The force of a phase transition At standard temperature and pressure, I fill a bottle to capacity with $N$ liters of water, then place a weight of mass $M$ kg on its opening to serve as a lid.  What values of $N$ and $T$, where $T$ is the temperature of the bottle, are sufficient to raise the lid?
 A: Easy!  Any value of $T$ will suffice.  (unless it's ice in a certain temperature range)
Since it's probably a reasonable expectation that you're talking about liquid, subcooled, water for the duration of the problem this is nothing more than multiplication.  The mass of the water is invariant from state $1$ to state $2$ at a higher temperature.
$$M = V \rho(T) $$
Then compute the difference in volume, here $\rho_f$ is the density of saturated fluid.  That is an approximate way to find the density of water by neglecting the compression effect due to pressure.
$$\Delta V = M_2 - M_1 = V \left( \rho(T_1) - \rho(T_2) \right) \approx \left.
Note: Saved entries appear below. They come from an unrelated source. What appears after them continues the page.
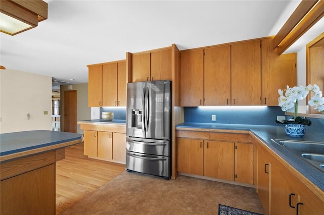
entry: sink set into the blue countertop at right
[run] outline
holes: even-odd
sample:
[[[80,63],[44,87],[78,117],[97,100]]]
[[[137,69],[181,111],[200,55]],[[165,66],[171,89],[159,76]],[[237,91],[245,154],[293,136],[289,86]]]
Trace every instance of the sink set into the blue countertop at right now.
[[[324,142],[271,139],[324,172]]]

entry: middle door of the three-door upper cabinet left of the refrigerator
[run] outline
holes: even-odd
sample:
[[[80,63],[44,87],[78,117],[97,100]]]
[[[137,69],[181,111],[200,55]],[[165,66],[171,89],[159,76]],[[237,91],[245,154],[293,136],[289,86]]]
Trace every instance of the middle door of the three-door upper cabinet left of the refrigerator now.
[[[102,106],[117,106],[117,63],[102,65]]]

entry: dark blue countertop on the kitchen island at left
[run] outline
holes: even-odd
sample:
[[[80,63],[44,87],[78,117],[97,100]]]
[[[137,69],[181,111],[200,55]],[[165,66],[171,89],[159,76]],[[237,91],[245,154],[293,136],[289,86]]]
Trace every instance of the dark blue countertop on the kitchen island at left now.
[[[47,130],[0,134],[0,156],[79,139],[83,134]]]

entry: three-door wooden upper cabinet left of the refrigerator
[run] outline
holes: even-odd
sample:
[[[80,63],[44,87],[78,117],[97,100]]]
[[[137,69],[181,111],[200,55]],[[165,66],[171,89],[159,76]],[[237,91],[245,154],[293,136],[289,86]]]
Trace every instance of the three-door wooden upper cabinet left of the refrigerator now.
[[[88,67],[88,106],[126,106],[126,61]]]

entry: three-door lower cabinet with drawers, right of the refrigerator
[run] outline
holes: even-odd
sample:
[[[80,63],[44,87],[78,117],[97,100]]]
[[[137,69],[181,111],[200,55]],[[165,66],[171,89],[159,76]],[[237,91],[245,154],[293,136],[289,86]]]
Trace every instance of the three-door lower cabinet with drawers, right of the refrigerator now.
[[[254,183],[254,146],[246,134],[212,133],[211,138],[194,139],[199,132],[178,133],[191,138],[178,137],[178,172],[206,176],[227,181]],[[206,136],[206,132],[202,132]],[[208,135],[209,136],[209,135]],[[229,141],[232,138],[235,141]]]

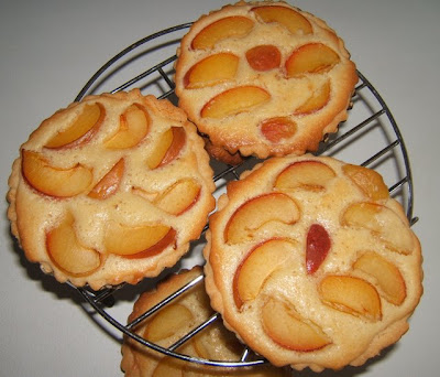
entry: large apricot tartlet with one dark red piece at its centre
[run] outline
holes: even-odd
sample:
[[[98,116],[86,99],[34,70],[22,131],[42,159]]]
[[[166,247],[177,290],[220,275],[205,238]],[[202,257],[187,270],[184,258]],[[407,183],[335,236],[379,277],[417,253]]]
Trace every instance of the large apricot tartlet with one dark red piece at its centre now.
[[[421,249],[377,172],[272,158],[228,184],[209,224],[211,304],[272,364],[359,366],[408,330]]]

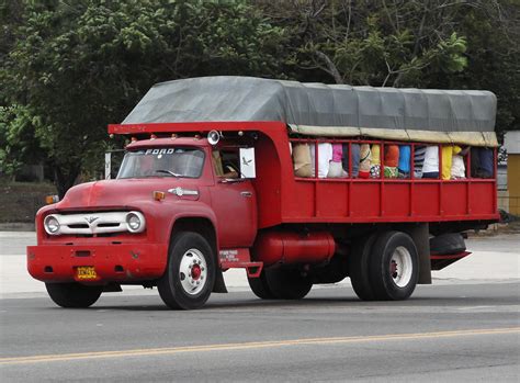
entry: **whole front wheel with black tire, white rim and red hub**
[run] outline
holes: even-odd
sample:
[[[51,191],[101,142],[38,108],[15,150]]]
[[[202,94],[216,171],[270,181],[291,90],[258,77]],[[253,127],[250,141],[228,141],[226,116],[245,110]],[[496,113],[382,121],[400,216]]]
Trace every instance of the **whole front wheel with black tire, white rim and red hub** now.
[[[215,256],[197,233],[181,232],[172,238],[168,264],[157,289],[173,309],[199,308],[208,300],[215,283]]]

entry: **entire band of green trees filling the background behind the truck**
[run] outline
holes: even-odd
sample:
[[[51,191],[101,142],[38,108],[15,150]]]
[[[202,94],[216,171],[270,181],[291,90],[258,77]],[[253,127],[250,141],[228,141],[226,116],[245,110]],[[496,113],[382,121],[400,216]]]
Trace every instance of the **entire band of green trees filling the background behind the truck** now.
[[[106,124],[156,82],[239,75],[488,89],[519,126],[518,0],[10,0],[0,166],[44,158],[59,193],[102,173]]]

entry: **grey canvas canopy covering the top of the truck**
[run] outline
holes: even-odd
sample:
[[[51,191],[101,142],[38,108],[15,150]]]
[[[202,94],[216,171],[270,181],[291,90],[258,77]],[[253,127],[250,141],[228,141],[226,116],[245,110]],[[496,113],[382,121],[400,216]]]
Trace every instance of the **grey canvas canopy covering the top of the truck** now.
[[[351,87],[251,77],[155,85],[123,124],[281,121],[292,133],[496,146],[488,91]]]

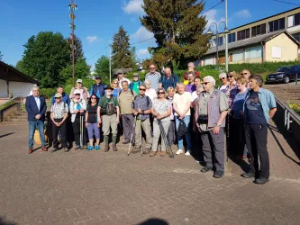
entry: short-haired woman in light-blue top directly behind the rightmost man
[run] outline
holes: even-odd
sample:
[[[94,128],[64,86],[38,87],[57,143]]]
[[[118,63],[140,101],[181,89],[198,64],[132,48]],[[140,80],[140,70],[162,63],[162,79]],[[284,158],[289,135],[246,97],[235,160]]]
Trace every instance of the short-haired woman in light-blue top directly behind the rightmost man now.
[[[237,79],[237,86],[239,93],[235,95],[232,102],[232,120],[231,136],[235,138],[235,149],[233,153],[238,156],[239,159],[247,157],[247,148],[245,146],[245,130],[244,130],[244,119],[243,119],[243,105],[245,102],[246,94],[248,93],[247,79],[239,77]],[[233,145],[232,145],[233,147]],[[233,148],[234,148],[233,147]]]

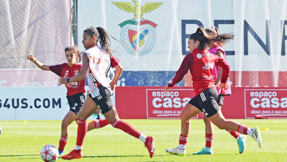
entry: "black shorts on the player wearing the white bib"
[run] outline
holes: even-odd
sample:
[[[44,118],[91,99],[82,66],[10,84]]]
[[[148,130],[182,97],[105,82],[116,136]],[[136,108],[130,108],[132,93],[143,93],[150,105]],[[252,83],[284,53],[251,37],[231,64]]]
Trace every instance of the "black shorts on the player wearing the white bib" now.
[[[93,98],[91,93],[89,94],[89,96],[97,104],[101,113],[105,114],[106,112],[108,112],[109,110],[111,110],[115,106],[112,102],[111,92],[102,85],[100,85],[98,88],[99,88],[99,92],[100,92],[99,96]]]

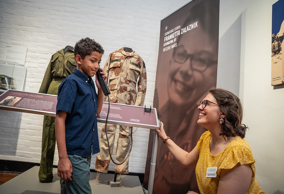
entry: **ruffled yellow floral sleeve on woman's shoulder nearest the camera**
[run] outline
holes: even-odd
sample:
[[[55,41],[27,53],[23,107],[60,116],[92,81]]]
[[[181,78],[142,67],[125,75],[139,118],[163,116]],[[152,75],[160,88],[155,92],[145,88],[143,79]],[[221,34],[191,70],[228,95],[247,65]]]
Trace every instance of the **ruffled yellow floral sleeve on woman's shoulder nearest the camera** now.
[[[231,169],[238,163],[241,165],[250,164],[254,176],[254,156],[252,154],[251,147],[244,139],[240,137],[235,138],[229,144],[229,147],[224,150],[223,156],[225,158],[224,160],[221,160],[222,163],[220,164],[219,169]]]

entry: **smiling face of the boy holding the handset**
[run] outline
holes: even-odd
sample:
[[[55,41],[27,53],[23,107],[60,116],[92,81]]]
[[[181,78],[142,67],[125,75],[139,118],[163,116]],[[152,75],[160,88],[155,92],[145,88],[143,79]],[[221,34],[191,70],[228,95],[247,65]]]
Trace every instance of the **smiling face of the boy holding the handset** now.
[[[100,68],[103,54],[93,51],[91,55],[86,55],[83,59],[80,55],[76,55],[77,69],[85,75],[93,77]]]

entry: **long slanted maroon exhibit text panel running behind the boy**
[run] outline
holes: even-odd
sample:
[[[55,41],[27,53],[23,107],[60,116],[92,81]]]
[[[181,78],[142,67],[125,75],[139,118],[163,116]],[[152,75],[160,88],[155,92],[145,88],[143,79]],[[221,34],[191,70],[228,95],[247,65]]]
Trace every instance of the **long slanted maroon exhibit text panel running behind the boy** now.
[[[30,93],[17,90],[7,90],[0,95],[0,109],[24,113],[55,116],[57,96],[41,93]],[[109,103],[103,102],[103,107],[97,121],[106,122]],[[108,123],[157,129],[159,127],[155,108],[146,108],[126,104],[110,103]]]

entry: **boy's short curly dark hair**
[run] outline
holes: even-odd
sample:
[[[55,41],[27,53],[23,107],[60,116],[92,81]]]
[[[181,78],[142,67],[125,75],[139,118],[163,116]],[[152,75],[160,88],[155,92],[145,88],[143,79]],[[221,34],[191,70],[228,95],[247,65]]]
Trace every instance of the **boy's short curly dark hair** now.
[[[85,38],[79,40],[74,47],[74,56],[80,55],[81,58],[85,58],[87,55],[91,55],[92,52],[97,51],[100,54],[104,53],[103,47],[94,41],[94,39]]]

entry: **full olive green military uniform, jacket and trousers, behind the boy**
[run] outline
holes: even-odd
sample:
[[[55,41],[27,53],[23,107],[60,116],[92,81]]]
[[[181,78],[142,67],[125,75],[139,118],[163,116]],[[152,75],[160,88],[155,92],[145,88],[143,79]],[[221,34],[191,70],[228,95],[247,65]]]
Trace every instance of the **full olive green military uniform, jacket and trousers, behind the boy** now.
[[[65,47],[54,53],[45,71],[39,93],[58,94],[58,87],[64,78],[73,73],[77,63],[73,47]],[[65,53],[64,53],[65,51]],[[39,181],[52,182],[53,159],[55,152],[55,117],[44,116],[42,126],[42,154],[39,166]]]

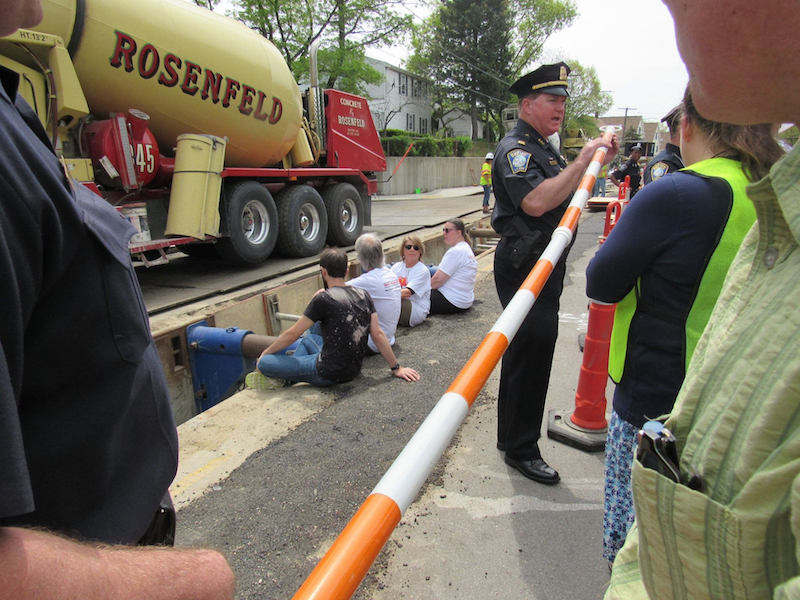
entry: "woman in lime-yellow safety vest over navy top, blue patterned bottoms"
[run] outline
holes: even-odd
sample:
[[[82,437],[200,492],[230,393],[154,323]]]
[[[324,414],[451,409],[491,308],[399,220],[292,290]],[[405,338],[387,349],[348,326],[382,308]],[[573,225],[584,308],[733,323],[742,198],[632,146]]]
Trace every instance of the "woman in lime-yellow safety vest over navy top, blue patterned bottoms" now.
[[[755,222],[745,187],[782,155],[769,125],[708,121],[688,90],[683,111],[681,149],[689,166],[637,194],[586,271],[587,295],[617,303],[603,519],[609,564],[634,519],[636,434],[672,409],[728,267]]]

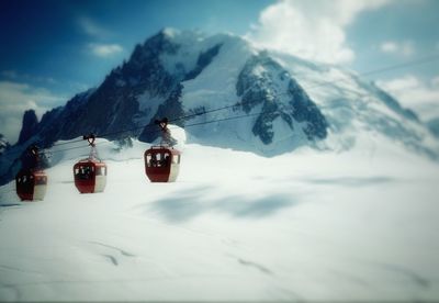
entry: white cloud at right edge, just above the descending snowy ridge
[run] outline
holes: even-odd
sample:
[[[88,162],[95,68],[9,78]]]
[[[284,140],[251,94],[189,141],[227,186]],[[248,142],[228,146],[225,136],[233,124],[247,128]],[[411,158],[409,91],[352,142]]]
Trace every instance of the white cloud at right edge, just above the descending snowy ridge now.
[[[421,120],[439,117],[439,75],[428,82],[406,75],[378,85],[394,96],[403,106],[414,110]]]

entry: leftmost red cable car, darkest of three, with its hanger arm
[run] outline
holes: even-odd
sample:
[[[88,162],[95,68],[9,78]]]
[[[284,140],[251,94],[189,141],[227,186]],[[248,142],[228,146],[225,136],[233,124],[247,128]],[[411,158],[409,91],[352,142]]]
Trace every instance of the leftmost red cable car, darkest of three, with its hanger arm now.
[[[38,148],[32,146],[29,149],[33,157],[33,168],[23,168],[15,176],[16,194],[21,201],[44,200],[47,189],[47,176],[38,168]]]

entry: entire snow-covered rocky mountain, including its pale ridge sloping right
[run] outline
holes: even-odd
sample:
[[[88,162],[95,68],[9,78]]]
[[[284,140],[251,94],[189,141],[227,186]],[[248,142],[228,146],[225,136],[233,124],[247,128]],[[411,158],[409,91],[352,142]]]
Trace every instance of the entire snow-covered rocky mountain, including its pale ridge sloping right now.
[[[49,146],[89,133],[153,142],[158,133],[144,126],[164,116],[184,127],[189,142],[263,156],[304,145],[346,150],[364,132],[431,158],[439,150],[414,112],[354,72],[260,50],[230,34],[171,29],[38,123],[26,112],[19,144]]]

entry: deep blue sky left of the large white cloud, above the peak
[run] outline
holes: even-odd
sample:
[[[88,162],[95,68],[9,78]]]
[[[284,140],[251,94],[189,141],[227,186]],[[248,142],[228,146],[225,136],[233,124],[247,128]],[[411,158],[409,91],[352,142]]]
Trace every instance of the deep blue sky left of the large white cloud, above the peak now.
[[[47,79],[46,86],[59,93],[76,92],[98,85],[111,68],[130,56],[135,44],[165,26],[245,34],[248,24],[269,3],[251,0],[1,1],[0,41],[8,47],[0,48],[0,72],[2,79],[8,76]]]

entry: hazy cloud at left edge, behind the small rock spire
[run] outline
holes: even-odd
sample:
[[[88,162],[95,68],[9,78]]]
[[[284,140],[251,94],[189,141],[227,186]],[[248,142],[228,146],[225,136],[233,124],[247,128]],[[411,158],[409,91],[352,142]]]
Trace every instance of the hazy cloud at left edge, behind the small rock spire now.
[[[33,109],[41,117],[47,110],[61,104],[65,97],[26,83],[0,81],[0,132],[10,143],[19,138],[23,113]]]

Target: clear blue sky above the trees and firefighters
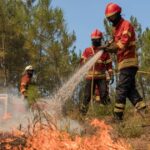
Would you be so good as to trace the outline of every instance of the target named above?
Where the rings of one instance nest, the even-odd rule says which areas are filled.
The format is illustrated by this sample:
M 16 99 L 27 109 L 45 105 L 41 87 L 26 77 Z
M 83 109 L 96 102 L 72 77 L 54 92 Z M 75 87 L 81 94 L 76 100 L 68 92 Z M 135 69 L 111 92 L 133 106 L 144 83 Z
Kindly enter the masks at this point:
M 150 27 L 150 0 L 52 0 L 53 7 L 60 7 L 69 32 L 75 31 L 76 51 L 83 51 L 91 45 L 90 34 L 99 29 L 104 32 L 105 7 L 114 2 L 122 7 L 122 16 L 129 20 L 137 18 L 144 30 Z

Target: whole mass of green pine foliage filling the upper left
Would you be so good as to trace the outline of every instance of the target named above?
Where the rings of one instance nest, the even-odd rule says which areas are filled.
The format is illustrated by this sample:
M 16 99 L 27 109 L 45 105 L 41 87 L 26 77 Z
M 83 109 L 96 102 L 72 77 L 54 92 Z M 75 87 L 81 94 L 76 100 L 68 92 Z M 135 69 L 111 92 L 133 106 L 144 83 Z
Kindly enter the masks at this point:
M 77 66 L 74 31 L 51 0 L 0 1 L 0 71 L 17 86 L 26 65 L 36 70 L 37 86 L 50 94 Z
V \frac{d\rho_f}{dT} \right|_{T_1}$$
Divide by area to find the distance it rises.
$$\Delta z = \left. \frac{V}{A} \frac{d\rho_f}{dT} \right|_{T_1} $$
This change will be positive provided that the derivative is positive.  The derivative is positive for the vast majority of materials and regions.  A notable exception is where the density vs. temperature for ice reverses for a small temperature region.